Consider the following IS-LM model: C = 200 + 0.25Y D = 150 + 0.25Y - 1000i G =
ID: 1168603 • Letter: C
Question
Consider the following IS-LM model:
C = 200 + 0.25YD
= 150 + 0.25Y - 1000i
G = 250
T = 200
(M/P)d = 2Y - 8000i
M/P = 1600
a) Derive the IS relation. (Hint: you want an equation with Y on the left side and everything else on the right)
b) Derive the LM relation. (Hint: it will be convenient for later use to rewrite this equation with i on the left side and everything else on the right)
c) Solve the equilibrium for real output. (Hint: Substitute the expression for the interest rate given by the LM equation into the IS equation and solve for output)
d) Solvw h eequilibrium interest rate. (Hint: Substitute the value you've obtained for your Y in part (c) into either the IS or LM equations and solve for i . If your algebra is correct you should get the same answers in both eqautions.)
e) Solve for the equilibrium values of C and I, and verify the value you obtained for Y by adding C, I, and G
f) Now suppose that the money supply increases to M/P = 1840. Solve for Y, i, c and T, and describe in words the effects of an expansionary monetary policy.

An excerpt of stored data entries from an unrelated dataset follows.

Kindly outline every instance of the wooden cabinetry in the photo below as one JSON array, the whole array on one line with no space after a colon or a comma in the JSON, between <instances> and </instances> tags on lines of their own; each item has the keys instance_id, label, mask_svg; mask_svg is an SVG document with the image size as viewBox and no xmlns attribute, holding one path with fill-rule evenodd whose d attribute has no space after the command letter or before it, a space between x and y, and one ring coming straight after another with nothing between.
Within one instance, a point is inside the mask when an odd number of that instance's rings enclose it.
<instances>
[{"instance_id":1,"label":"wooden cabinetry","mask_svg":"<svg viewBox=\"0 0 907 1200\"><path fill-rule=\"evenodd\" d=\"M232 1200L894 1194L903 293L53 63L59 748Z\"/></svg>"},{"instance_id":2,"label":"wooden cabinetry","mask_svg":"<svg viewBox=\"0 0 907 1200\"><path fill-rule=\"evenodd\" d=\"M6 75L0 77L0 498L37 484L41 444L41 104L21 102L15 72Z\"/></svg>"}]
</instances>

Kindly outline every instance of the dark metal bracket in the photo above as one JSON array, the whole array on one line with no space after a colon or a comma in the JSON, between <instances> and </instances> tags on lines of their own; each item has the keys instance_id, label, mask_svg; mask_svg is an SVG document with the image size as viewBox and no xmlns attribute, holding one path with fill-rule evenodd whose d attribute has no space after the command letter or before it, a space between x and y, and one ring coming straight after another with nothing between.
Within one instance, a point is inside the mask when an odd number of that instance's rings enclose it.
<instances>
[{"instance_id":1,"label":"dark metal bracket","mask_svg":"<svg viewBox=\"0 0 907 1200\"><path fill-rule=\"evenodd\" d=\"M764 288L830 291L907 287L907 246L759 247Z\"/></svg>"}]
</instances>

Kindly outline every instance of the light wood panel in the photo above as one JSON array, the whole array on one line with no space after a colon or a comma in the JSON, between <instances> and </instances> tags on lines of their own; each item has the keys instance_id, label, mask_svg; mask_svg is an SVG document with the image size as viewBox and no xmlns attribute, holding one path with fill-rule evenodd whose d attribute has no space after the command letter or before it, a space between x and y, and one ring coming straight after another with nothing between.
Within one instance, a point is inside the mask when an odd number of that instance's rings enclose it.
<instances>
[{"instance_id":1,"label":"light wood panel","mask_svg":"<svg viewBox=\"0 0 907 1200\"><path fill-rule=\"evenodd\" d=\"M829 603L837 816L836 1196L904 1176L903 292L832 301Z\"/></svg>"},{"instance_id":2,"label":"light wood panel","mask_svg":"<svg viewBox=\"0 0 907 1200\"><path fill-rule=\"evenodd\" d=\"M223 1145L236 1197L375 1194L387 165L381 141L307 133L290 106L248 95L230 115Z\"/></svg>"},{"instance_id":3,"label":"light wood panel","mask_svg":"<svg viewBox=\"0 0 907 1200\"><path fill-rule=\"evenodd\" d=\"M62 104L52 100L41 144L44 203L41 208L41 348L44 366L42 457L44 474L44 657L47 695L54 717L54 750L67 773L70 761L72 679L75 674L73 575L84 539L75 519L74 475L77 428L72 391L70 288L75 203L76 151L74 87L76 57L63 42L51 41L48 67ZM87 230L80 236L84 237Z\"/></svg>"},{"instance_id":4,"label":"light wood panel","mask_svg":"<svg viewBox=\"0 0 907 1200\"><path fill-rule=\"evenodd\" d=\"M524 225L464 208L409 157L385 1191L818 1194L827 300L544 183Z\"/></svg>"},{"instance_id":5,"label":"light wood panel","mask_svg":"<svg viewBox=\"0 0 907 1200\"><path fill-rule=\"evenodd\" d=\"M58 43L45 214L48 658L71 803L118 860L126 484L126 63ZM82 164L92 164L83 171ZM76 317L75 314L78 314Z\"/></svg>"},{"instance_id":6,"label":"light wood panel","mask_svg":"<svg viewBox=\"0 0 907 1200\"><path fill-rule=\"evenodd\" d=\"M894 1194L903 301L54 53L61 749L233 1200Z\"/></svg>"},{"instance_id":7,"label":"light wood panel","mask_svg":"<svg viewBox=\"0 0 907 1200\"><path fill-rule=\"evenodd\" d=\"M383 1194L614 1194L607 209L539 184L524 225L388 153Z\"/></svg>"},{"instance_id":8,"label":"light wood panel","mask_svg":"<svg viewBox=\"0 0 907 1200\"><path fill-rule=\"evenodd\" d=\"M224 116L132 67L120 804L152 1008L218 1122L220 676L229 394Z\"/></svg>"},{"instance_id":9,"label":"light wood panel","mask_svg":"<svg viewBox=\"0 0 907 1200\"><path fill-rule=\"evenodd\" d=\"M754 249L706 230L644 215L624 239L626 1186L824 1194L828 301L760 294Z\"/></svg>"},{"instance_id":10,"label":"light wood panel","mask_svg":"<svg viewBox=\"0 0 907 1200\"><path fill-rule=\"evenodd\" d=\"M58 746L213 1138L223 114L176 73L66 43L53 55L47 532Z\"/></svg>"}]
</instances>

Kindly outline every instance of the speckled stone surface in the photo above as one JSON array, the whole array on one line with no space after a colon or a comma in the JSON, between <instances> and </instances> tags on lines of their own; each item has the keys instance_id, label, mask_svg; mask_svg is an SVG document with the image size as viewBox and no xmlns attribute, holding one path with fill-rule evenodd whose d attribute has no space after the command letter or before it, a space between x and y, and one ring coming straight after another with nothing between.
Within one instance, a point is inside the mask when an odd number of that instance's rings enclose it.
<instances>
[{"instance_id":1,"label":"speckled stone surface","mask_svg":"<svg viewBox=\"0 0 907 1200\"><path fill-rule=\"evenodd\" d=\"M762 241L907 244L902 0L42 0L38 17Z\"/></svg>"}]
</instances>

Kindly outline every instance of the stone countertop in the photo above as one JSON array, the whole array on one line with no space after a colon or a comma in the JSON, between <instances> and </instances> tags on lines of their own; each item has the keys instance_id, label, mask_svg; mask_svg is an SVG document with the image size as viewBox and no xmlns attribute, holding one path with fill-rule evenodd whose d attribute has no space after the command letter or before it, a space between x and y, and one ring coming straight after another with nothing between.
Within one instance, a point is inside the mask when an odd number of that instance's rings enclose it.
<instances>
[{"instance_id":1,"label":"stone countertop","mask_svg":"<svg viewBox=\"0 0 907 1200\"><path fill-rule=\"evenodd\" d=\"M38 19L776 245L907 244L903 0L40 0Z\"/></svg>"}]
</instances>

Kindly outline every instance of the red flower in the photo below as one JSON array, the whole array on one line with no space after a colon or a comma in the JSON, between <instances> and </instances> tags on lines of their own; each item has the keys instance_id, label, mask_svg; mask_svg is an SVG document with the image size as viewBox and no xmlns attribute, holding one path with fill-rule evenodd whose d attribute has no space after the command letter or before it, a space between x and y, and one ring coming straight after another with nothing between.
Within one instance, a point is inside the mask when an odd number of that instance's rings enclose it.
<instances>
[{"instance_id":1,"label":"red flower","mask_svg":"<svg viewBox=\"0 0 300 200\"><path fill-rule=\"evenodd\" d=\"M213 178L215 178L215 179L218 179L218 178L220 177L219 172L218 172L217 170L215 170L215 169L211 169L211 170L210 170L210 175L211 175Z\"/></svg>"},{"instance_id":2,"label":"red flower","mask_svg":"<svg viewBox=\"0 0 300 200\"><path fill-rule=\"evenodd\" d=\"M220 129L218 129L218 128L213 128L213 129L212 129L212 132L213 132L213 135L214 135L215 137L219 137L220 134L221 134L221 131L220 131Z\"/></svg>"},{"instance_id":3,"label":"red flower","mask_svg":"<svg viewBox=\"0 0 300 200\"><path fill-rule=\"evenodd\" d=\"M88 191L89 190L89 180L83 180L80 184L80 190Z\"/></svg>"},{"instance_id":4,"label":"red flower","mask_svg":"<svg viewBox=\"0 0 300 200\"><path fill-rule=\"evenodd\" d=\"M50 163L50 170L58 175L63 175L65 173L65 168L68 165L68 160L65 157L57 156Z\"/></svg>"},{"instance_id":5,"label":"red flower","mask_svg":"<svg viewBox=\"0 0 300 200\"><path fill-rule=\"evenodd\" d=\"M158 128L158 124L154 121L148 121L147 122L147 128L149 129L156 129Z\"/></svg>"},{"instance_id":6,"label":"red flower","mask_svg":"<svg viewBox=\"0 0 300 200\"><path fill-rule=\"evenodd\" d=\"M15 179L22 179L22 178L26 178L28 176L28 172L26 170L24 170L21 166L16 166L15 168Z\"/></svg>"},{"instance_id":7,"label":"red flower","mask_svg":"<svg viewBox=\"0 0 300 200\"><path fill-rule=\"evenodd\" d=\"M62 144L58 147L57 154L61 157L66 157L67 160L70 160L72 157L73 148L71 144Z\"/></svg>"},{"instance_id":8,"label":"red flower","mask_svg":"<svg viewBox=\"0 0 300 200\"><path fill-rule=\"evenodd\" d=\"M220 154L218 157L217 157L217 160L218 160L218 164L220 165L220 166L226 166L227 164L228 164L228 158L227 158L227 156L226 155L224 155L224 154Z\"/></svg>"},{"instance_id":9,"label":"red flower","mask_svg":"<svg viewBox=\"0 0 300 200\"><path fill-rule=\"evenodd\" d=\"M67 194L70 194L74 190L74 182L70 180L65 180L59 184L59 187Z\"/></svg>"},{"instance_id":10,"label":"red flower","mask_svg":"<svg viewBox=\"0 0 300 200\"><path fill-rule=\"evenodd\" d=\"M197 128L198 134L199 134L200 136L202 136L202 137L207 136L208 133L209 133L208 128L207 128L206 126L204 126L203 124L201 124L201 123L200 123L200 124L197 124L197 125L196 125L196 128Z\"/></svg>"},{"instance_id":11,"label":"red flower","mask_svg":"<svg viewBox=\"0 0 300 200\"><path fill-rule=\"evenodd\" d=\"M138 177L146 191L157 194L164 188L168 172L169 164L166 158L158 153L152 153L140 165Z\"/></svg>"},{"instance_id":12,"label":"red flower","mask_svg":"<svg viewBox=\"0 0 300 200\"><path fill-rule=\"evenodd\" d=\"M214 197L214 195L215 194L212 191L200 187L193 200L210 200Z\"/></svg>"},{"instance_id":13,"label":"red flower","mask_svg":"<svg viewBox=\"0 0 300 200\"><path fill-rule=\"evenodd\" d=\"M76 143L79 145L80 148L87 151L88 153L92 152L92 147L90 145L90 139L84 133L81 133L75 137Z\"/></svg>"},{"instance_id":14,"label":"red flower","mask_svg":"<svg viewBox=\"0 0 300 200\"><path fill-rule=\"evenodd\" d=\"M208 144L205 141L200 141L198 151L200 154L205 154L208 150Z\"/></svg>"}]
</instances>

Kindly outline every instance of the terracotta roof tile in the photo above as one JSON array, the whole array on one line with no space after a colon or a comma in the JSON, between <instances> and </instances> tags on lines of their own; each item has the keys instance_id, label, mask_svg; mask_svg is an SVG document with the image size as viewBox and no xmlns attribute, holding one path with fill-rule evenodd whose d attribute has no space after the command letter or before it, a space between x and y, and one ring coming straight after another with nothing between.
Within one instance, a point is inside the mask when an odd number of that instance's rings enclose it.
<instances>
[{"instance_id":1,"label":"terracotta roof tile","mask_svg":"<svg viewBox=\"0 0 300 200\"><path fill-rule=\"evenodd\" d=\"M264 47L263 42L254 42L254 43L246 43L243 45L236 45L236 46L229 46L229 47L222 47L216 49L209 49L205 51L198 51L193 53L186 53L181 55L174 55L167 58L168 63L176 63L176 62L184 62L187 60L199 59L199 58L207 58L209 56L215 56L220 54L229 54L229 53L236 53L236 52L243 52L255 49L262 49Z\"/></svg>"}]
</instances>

g) Set M/P equal to its initial value of 1600. Now suppose that government spending increases to G = 400. Summarize the effects of an expansionary fiscal policy on Y, i, and C.
Explanation / Answer
(a) IS equation:
Y = C+I+G+NX
Y = 200+0.25(Y-T) + 150+0.25Y-1000i +250
Y = 200+0.25(Y-200) +150+0.25Y-1000i+250
Y = 550+0.5Y-1000i
Y = 1100-2000i
(b) LM equation:
2Y-8000i = 1600
Y = 800+4000i
(d+c) AT equilibrium IS is equal to LM
1100-2000i = 800+4000i
300=6000i
i=0.05
i=5%
If i =0.05, then Y = 800+4000x0.05 = $1000
(e) C = 200+0.25(1000-200) = 400
I = 150+0.25Y-1000i = 150+0.25x1000-1000x0.05 = $350
G = $250
Y = C+I+G = 1000
(f) 1840= 2Y-8000i
Y = 920+4000i
Equating this with IS equation
920+4000i=1100-2000i
6000i = 180
i = 3% = 0.03
Y = 920+4000x0.03
Y = $1040
Expansionary monetary policy increases GDP income and lowers interest rate.
(g) If G increases to 400 that ius it increases by 400-250 = $150, then IS will increase by 150
1250-2000i = 800+4000i
450 = 6000i
i = 0.075
i =7.5%
Y = 800+4000x0.075 =1100
WIth increase in government expenditure interets rate increases and so does the income.